In my mind a watermark is NOT about money.. and I'm not sure why you would think it is. It's about protecting my work. Maybe that would be so no one else would take my work that I would freely give.. and try to sell it as their own for profit, for example.

As a side note.. you say that the "motive of money is the true enemy of artistic expression", but just a couple of posts ago you said you sold paintings. I, personally sell work, and have no problem with that.. but where is the median?


----------



## Mel_Robertson

Bushcraftonfire said:


> In my mind a watermark is NOT about money..Maybe that would be so no one else would take my work that I would freely give and try to sell it as their own for profit, for example.


Like I said, it's about money :vs_closedeyes:



Bushcraftonfire said:


> As a side note.. just a couple of posts ago you said you sold paintings. where is the median?


believe it or not the money I derive from my art is forced on me by way of contract.... I'm locked legally into a written agreement with a musical records label till June this year (which happens to be my birthday month also)!!!
and I can't wait to escape it lol


----------



## Bushcraftonfire

I'm not really following you.. so I will let this drop Sis


----------



## Mel_Robertson

ha! well I don't hate money, money allows me to pay council tax (UK) which in turns keeps me out of jail lol


----------



## onizetsu666

Well I don't think money can be a limit in artistic expression. For me if I am getting paid to do something, I basically try to make something that will put a smile on their face (I would do it even if I was not getting paid but that is pretty much automatic). THAT I feel can be my real payment.

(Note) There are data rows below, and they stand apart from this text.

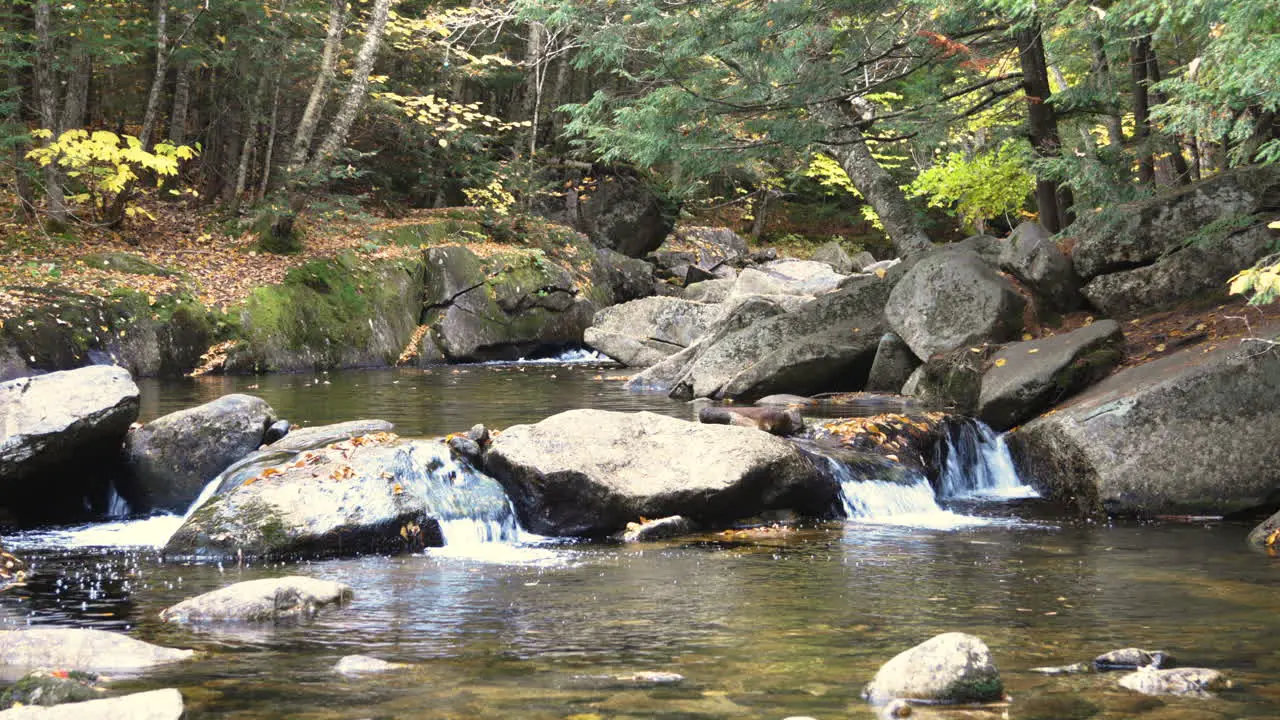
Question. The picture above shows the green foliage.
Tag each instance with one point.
(982, 186)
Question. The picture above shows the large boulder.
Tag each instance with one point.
(73, 648)
(152, 705)
(947, 669)
(173, 456)
(1192, 433)
(952, 299)
(366, 495)
(1027, 378)
(269, 600)
(644, 332)
(1031, 255)
(65, 425)
(592, 472)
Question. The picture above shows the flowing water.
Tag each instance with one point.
(760, 625)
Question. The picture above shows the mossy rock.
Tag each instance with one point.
(126, 263)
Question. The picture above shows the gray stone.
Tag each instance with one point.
(949, 669)
(90, 651)
(62, 424)
(1031, 255)
(364, 665)
(952, 299)
(269, 600)
(657, 529)
(154, 705)
(644, 332)
(366, 495)
(892, 365)
(592, 472)
(1192, 433)
(173, 456)
(1185, 682)
(835, 255)
(1028, 378)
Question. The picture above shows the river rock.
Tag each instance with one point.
(72, 648)
(269, 600)
(1192, 433)
(780, 422)
(1188, 682)
(67, 424)
(827, 343)
(835, 255)
(644, 332)
(1133, 659)
(1031, 255)
(173, 456)
(952, 299)
(949, 669)
(366, 495)
(590, 472)
(892, 365)
(1027, 378)
(154, 705)
(364, 665)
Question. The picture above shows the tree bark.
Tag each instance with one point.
(355, 98)
(320, 87)
(1142, 109)
(1042, 124)
(46, 91)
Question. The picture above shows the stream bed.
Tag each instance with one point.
(775, 625)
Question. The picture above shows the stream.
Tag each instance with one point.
(776, 625)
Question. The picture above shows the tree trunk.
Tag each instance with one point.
(152, 112)
(355, 96)
(320, 87)
(48, 108)
(1042, 124)
(1142, 109)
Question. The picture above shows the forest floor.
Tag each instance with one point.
(222, 268)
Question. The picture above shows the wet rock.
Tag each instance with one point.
(69, 425)
(892, 365)
(365, 495)
(90, 651)
(768, 419)
(1027, 378)
(1185, 682)
(1191, 433)
(644, 332)
(1031, 255)
(952, 299)
(270, 600)
(51, 687)
(592, 472)
(172, 458)
(1133, 659)
(364, 665)
(950, 669)
(155, 705)
(657, 529)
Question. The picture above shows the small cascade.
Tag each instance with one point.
(973, 461)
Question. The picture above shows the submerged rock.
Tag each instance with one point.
(65, 424)
(91, 651)
(1187, 682)
(949, 669)
(173, 456)
(155, 705)
(366, 495)
(592, 472)
(270, 600)
(1192, 433)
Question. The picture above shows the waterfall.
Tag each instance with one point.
(974, 461)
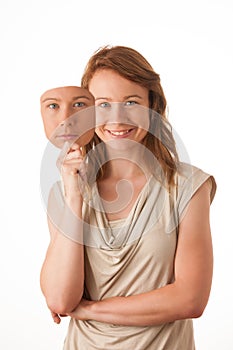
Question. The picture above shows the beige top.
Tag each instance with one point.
(132, 256)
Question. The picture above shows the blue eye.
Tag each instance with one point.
(79, 104)
(130, 103)
(53, 105)
(104, 104)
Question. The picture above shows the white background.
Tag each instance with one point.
(189, 43)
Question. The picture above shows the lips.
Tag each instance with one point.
(67, 137)
(119, 133)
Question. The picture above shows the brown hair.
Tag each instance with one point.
(131, 65)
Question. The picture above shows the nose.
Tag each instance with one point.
(115, 114)
(66, 119)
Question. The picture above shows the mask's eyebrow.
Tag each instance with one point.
(125, 97)
(58, 99)
(79, 97)
(49, 99)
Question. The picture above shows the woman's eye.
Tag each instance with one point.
(79, 104)
(53, 105)
(104, 104)
(130, 103)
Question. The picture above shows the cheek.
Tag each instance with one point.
(50, 128)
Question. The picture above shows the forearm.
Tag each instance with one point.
(62, 273)
(163, 305)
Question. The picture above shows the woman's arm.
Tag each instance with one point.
(186, 297)
(62, 273)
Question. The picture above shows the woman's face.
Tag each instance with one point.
(66, 117)
(122, 107)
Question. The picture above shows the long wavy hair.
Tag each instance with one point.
(131, 65)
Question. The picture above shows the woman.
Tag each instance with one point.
(140, 266)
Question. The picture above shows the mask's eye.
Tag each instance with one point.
(79, 104)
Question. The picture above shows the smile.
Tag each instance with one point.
(120, 132)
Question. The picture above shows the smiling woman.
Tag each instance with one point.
(132, 274)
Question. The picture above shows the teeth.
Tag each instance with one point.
(119, 133)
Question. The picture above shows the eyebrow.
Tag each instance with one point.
(58, 99)
(125, 97)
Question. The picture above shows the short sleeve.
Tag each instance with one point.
(189, 180)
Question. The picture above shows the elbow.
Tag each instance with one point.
(193, 309)
(62, 305)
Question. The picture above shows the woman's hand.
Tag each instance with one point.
(73, 170)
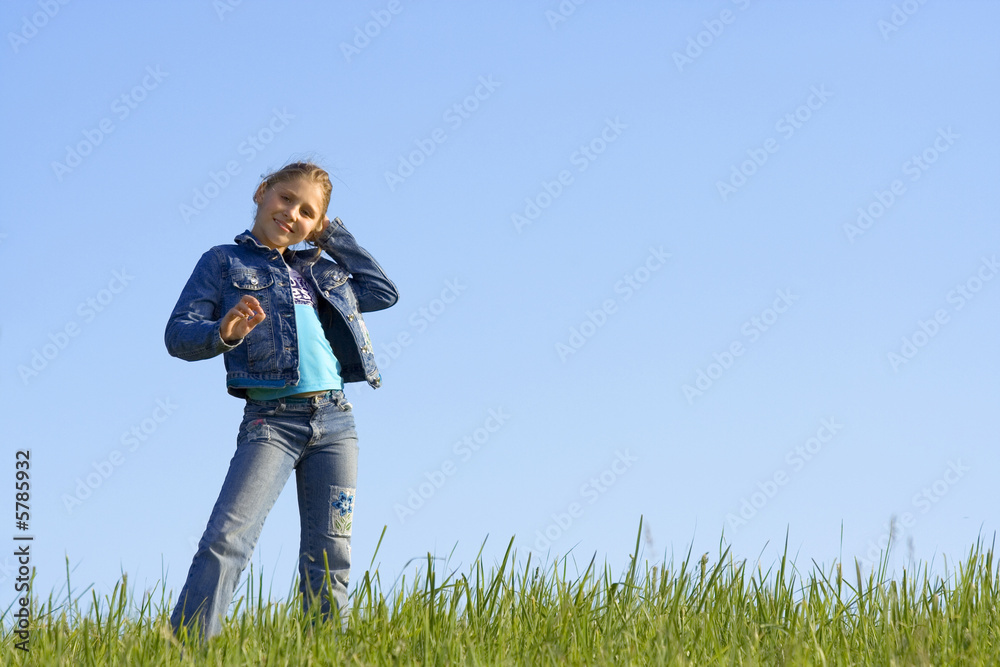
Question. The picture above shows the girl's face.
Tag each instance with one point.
(287, 213)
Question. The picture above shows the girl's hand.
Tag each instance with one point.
(241, 319)
(313, 238)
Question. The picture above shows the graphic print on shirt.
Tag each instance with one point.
(302, 291)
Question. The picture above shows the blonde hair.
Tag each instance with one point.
(307, 170)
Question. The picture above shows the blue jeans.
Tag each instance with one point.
(315, 437)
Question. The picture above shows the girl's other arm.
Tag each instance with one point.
(195, 328)
(373, 288)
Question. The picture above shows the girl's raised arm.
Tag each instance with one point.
(193, 328)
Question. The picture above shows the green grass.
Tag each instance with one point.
(699, 612)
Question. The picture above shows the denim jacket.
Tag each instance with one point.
(268, 355)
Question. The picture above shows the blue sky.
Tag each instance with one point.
(727, 266)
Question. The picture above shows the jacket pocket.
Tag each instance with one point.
(259, 344)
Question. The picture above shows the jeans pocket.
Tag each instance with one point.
(253, 429)
(341, 510)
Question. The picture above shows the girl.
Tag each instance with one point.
(288, 324)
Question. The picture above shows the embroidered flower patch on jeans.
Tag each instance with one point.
(341, 510)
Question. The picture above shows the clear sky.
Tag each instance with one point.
(728, 266)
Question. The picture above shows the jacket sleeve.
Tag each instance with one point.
(372, 287)
(193, 328)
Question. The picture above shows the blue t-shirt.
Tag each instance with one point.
(319, 368)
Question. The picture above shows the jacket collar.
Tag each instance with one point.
(306, 257)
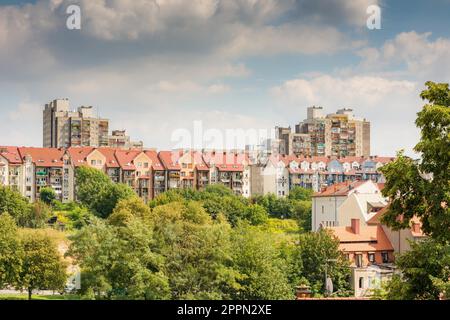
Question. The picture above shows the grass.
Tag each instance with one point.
(39, 297)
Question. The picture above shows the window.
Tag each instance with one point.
(385, 257)
(358, 260)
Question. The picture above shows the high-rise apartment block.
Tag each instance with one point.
(340, 134)
(63, 127)
(119, 139)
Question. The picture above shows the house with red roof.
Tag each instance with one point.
(44, 167)
(370, 253)
(11, 169)
(231, 169)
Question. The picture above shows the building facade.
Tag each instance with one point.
(63, 128)
(340, 134)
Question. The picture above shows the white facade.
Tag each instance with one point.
(338, 210)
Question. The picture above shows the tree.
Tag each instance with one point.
(10, 251)
(127, 209)
(109, 197)
(119, 261)
(315, 251)
(47, 195)
(14, 203)
(425, 272)
(422, 188)
(37, 216)
(42, 265)
(89, 183)
(256, 214)
(196, 249)
(261, 269)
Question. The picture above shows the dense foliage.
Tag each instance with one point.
(422, 188)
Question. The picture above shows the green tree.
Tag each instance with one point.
(422, 188)
(127, 209)
(119, 261)
(96, 191)
(42, 265)
(196, 249)
(319, 252)
(14, 203)
(262, 270)
(10, 251)
(256, 214)
(47, 195)
(37, 216)
(425, 271)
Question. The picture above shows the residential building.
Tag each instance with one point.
(44, 167)
(271, 177)
(370, 253)
(328, 209)
(63, 128)
(339, 134)
(230, 169)
(119, 139)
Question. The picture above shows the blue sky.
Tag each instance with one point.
(155, 67)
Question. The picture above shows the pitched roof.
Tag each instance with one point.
(43, 157)
(110, 155)
(369, 238)
(169, 159)
(339, 189)
(11, 154)
(79, 154)
(226, 161)
(126, 157)
(156, 163)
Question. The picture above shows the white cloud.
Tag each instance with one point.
(414, 54)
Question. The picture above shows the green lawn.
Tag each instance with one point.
(39, 297)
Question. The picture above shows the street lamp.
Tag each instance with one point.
(328, 281)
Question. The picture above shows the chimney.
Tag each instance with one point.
(355, 226)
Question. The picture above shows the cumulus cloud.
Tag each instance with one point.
(412, 54)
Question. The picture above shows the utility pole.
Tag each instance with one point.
(328, 290)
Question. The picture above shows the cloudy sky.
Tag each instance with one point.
(155, 66)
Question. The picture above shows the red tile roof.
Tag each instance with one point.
(44, 157)
(126, 157)
(169, 159)
(79, 154)
(11, 154)
(110, 155)
(156, 163)
(369, 238)
(226, 161)
(339, 189)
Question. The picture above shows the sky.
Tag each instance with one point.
(158, 68)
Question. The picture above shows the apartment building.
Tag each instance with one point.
(119, 139)
(63, 127)
(339, 134)
(232, 169)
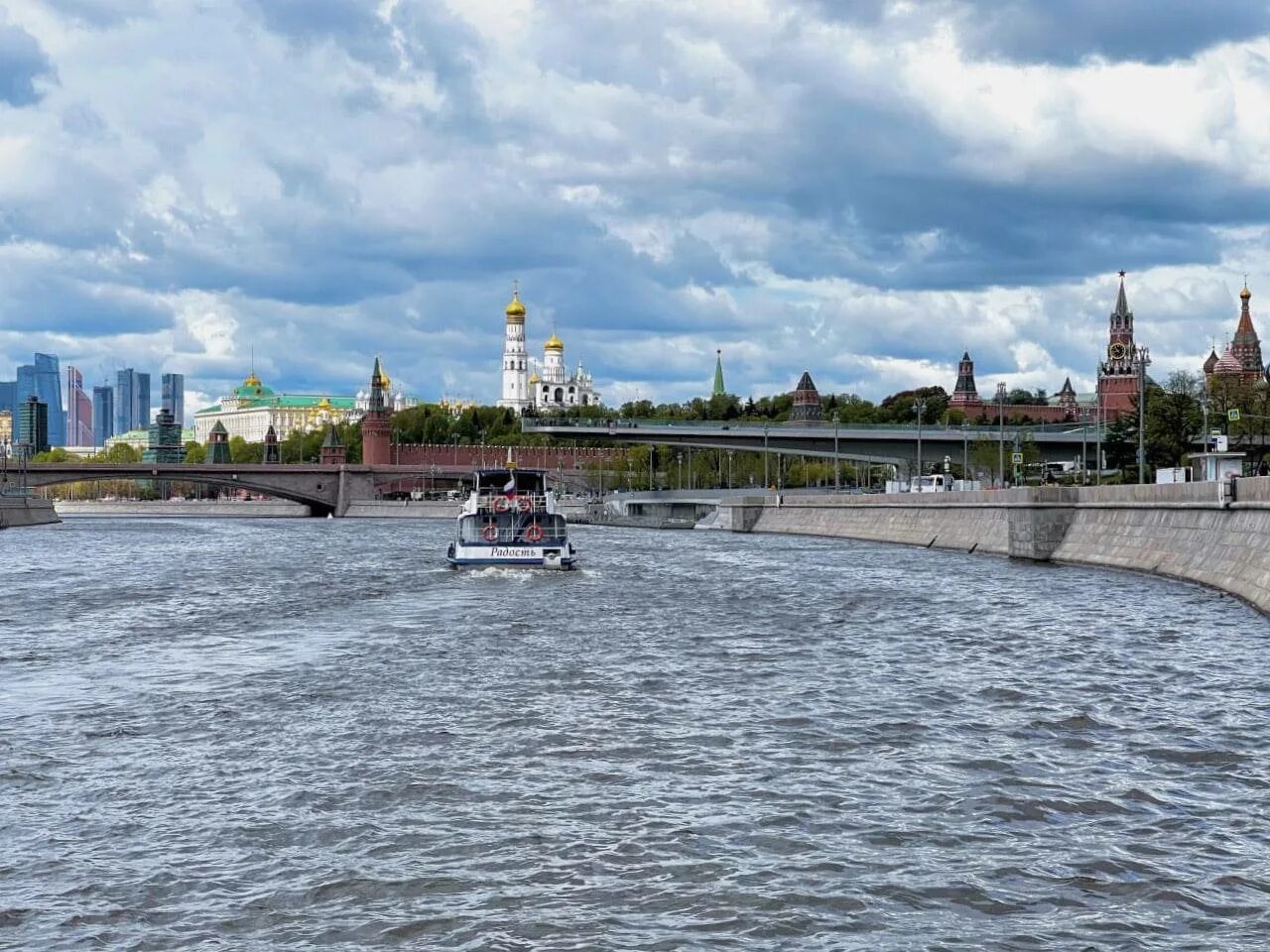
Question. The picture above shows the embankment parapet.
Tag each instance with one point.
(1185, 531)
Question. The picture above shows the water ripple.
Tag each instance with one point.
(309, 735)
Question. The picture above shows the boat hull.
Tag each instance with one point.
(561, 558)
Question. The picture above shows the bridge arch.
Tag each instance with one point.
(317, 488)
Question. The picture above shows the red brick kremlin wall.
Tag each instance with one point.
(490, 456)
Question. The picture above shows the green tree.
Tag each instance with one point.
(119, 453)
(58, 454)
(244, 453)
(1174, 417)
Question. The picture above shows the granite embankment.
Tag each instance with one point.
(19, 511)
(1185, 531)
(182, 508)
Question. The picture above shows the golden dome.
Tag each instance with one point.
(515, 309)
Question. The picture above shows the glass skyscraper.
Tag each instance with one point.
(79, 412)
(175, 397)
(44, 380)
(32, 426)
(131, 402)
(103, 416)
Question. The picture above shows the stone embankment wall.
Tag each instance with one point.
(403, 509)
(1185, 531)
(18, 512)
(183, 508)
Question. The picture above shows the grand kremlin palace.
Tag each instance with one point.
(253, 408)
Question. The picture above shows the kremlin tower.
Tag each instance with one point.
(376, 426)
(965, 395)
(516, 390)
(1242, 356)
(1246, 347)
(1118, 375)
(807, 399)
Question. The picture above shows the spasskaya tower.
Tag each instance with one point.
(1118, 372)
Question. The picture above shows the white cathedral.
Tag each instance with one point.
(554, 389)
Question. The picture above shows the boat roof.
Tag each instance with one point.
(525, 479)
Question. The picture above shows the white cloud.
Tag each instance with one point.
(861, 198)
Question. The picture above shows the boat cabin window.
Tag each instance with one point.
(512, 529)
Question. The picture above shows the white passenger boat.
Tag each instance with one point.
(512, 518)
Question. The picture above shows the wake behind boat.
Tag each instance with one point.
(511, 518)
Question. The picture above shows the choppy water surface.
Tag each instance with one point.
(305, 734)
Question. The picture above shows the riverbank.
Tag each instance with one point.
(19, 512)
(183, 508)
(1183, 531)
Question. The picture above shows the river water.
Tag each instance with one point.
(310, 734)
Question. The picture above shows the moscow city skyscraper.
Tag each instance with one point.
(79, 411)
(131, 402)
(41, 380)
(103, 414)
(175, 397)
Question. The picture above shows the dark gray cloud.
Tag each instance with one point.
(22, 62)
(1070, 31)
(652, 176)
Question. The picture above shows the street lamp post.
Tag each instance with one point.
(1143, 363)
(766, 481)
(1001, 438)
(965, 449)
(1084, 462)
(1097, 425)
(837, 466)
(920, 405)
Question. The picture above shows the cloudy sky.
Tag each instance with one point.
(861, 189)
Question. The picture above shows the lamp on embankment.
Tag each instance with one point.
(1001, 438)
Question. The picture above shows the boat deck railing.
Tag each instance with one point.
(498, 503)
(497, 535)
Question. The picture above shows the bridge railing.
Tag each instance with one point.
(539, 424)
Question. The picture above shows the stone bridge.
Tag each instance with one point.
(324, 489)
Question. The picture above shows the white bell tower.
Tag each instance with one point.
(516, 390)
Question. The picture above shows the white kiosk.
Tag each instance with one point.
(1214, 467)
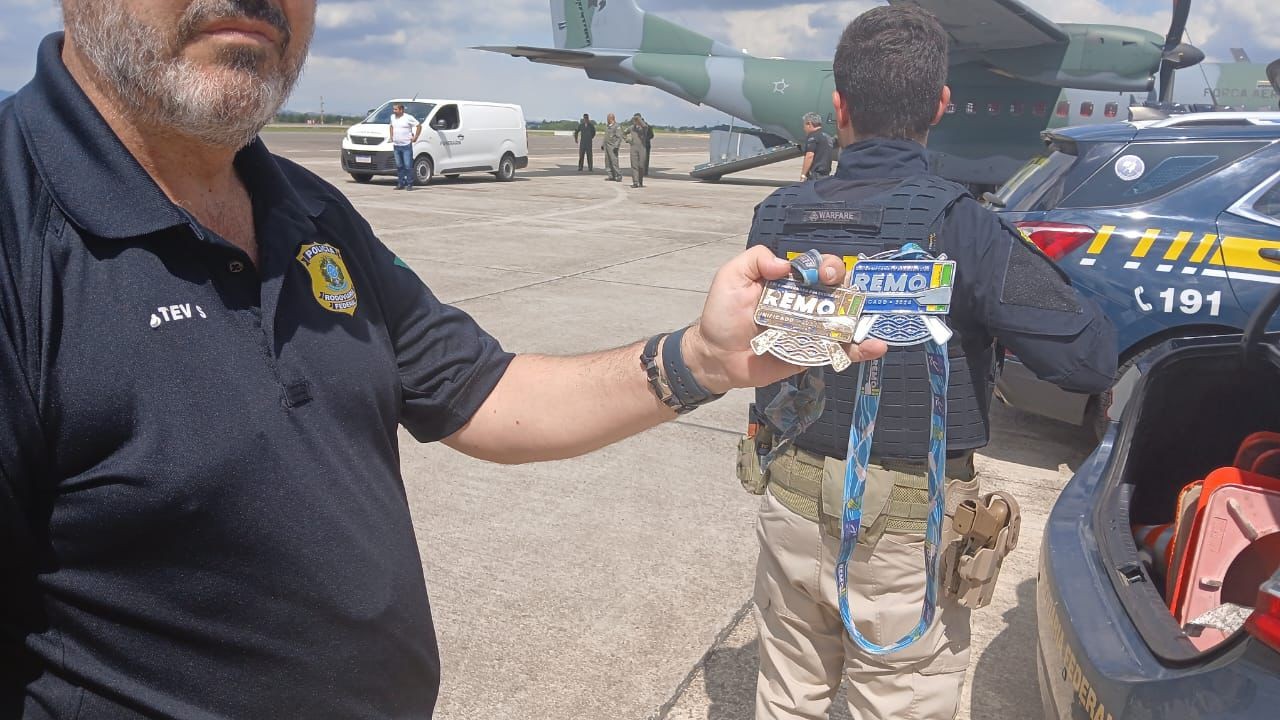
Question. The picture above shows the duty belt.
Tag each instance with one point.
(796, 482)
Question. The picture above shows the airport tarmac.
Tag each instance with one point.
(617, 586)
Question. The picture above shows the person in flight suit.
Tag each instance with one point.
(639, 135)
(612, 144)
(890, 71)
(584, 135)
(205, 358)
(817, 149)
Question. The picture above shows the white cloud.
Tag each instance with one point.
(369, 50)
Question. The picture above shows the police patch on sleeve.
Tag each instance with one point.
(330, 282)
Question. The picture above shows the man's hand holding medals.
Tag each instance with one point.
(721, 343)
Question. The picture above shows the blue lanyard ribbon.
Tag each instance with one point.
(860, 434)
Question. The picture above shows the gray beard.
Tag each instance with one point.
(224, 105)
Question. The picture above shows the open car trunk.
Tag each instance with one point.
(1197, 400)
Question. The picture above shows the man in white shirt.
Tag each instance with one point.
(403, 133)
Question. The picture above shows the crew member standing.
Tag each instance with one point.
(648, 146)
(817, 149)
(612, 144)
(638, 135)
(585, 133)
(890, 72)
(205, 356)
(403, 131)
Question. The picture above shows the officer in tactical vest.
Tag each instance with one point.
(890, 71)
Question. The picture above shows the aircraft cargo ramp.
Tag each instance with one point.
(734, 151)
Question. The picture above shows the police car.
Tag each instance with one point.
(1115, 641)
(1171, 226)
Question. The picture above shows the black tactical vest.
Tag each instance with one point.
(872, 217)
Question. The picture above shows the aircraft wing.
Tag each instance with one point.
(580, 59)
(991, 24)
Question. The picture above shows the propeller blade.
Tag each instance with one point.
(1178, 27)
(1176, 54)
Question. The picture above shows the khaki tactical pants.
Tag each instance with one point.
(804, 647)
(611, 162)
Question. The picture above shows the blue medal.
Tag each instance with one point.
(900, 297)
(906, 296)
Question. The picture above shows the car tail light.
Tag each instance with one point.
(1265, 621)
(1057, 240)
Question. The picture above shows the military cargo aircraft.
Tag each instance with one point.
(1014, 73)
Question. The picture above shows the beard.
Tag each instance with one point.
(223, 103)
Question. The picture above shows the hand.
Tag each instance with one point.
(718, 347)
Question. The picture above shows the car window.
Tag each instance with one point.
(1269, 204)
(1147, 171)
(1034, 181)
(419, 110)
(447, 118)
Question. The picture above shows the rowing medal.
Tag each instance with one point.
(807, 324)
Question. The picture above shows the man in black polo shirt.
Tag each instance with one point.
(204, 359)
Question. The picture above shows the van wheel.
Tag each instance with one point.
(506, 168)
(423, 171)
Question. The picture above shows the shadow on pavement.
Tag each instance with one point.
(1004, 679)
(730, 683)
(1029, 440)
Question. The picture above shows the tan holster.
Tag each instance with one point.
(977, 532)
(983, 532)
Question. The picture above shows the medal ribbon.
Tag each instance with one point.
(860, 433)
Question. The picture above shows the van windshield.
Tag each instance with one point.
(383, 114)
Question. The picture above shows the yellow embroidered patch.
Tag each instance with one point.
(330, 282)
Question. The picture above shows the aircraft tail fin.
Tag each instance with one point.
(621, 24)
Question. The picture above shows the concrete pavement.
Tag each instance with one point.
(615, 586)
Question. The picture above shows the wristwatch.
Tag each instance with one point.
(673, 383)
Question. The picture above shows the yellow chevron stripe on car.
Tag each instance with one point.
(1100, 241)
(1243, 253)
(1143, 246)
(1203, 247)
(1175, 249)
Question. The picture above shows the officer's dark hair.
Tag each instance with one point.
(890, 65)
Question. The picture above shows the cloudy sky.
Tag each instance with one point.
(369, 50)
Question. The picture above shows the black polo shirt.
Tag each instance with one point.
(201, 509)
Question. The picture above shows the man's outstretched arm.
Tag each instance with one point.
(553, 408)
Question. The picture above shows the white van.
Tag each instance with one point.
(458, 136)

I love making things for people that they will enjoy so the money is just a bonus.


----------



## Mel_Robertson

see Onzie for me personally money changes the motive for art, not deliberately.... 
I can start to paint someones portrait then if they offer me money I get a block, because the money is there, it's just THERE hanging over me.
I didn't have an easy childhood and I didn't come from a well off family financially so may be thats it?
in my life right now money isn't a worry at all I'm the most financially stable person I know, but still if I mix £$£$£ with my Art.... it's a -


----------



## onizetsu666

meli said:


> see Onzie for me personally money changes the motive for art, not deliberately....
> I can start to paint someones portrait then if they offer me money I get a block, because the money is there, it's just THERE hanging over me.
> I didn't have an easy childhood and I didn't come from a well off family financially so may be thats it?
> in my life right now money isn't a worry at all I'm the most financially stable person I know, but still if I mix £$£$£ with my Art.... it's a -


Oh, yeah that does put a bit of weight on the mind. Well at least (from what I can tell) you don't really have a creative block, just a money one.


----------



## kpnuts

Great stuff, I especially love the 4th one, the reds are so spot on, but I really like them all.


----------